Concussion Facts and Stats
Almost 1 in 5 (16%) adults claim to have suffered from a concussion in the past with a further 14% claiming that one or more close family members have had a concussion. A quarter (25%) of those aged 18-24 claim to have suffered a concussion previously.
Almost 3 in 10 (29%) of those who have personally had a concussion claim that they did not seek a clinical evaluation to diagnose and treat their suspected concussion. Those who claim a close family friend has had a concussion are more likely to think that the family member sought a clinical evaluation.
Just over 7 in 10 (71%) adults would view concussion as a health concern, with half (53%) viewing it as a serious health concern and almost 1 in 5 (18%) viewing it as a severe health concern.
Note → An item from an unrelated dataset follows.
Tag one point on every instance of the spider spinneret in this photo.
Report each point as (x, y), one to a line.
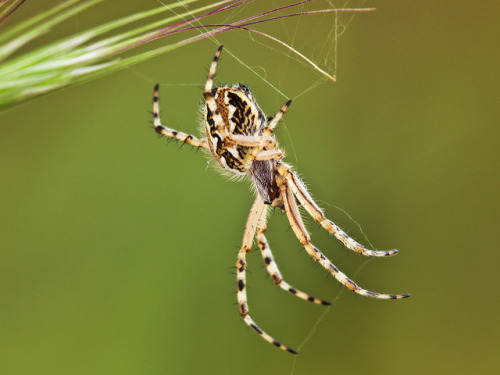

In spite of those aged 18-24 most likely to suffer a concussion personally, they are least likely to view it as a serious health concern.
Almost 9 in 10 (89%) adults would cite rugby as a sport/activity where children aged under 18 are more likely to get a concussion, some way ahead of all other sports/activities. Horse riding (57%), hurling/camogie (56%) and Gaelic football are all cited to a significant degree.
Less than 3 in 10 (28%) adults believe that safety aids like helmets, scrum caps, face-guards and mouth guards almost always protect against concussion. A third (33%) claim they often protect, with a similar proportion claiming they sometimes prevent against a concussion injury.
The majority feel that there is no difference in the vulnerability between adult males and females when it comes to propensity to suffer a concussion. Some 4 in 10 (41%) think that males are more vulnerable with just 3% feeling that females are more vulnerable.
Almost two thirds (64%) feel that there is no difference in the vulnerability between male and female children aged under 18 when it comes to propensity to suffer a concussion.
Nearly 6 in 10 (58%) adults claim they have not received any education regarding the signs and symptoms, appropriate management and treatment options of concussions. There are just over a third who claim to have a little education with just 7% claiming to have a received a lot of education, with those aged 18-24 highest in this regard (15%).
Almost all adults (92%) agree that concussion if left untreated, can have long-term health implications. Two thirds (67%) agree that in order to correctly diagnose concussion a CT or an MRI scan is needed, with almost half (47%) not agreeing that Irish sports coaches are adequately educated to manage concussion injuries correctly.
Nearly a third (31%) of adults claim not to be aware of any of the Concussion Assessment Tools tested. Diagnostic scans (47%) are the most well recognised, just ahead of physical assessments (43%).
Of those aware of concussion assessment tools, diagnostic scans are thought to be the most appropriate when evaluating a person with a suspected concussion – double the level who feel physical assessment (19%) is the most appropriate for evaluation of concussion.
A quarter (25%) of adults with children who play sport claim they almost always/often worry about whether their child will get a concussion when playing sport, with a further 44% claiming to sometimes worry about it. Just over 1 in 5 (21%) of those with children who play sports claim they have considered preventing their child playing certain sports or doing certain activities because they fear of the risks of a concussion.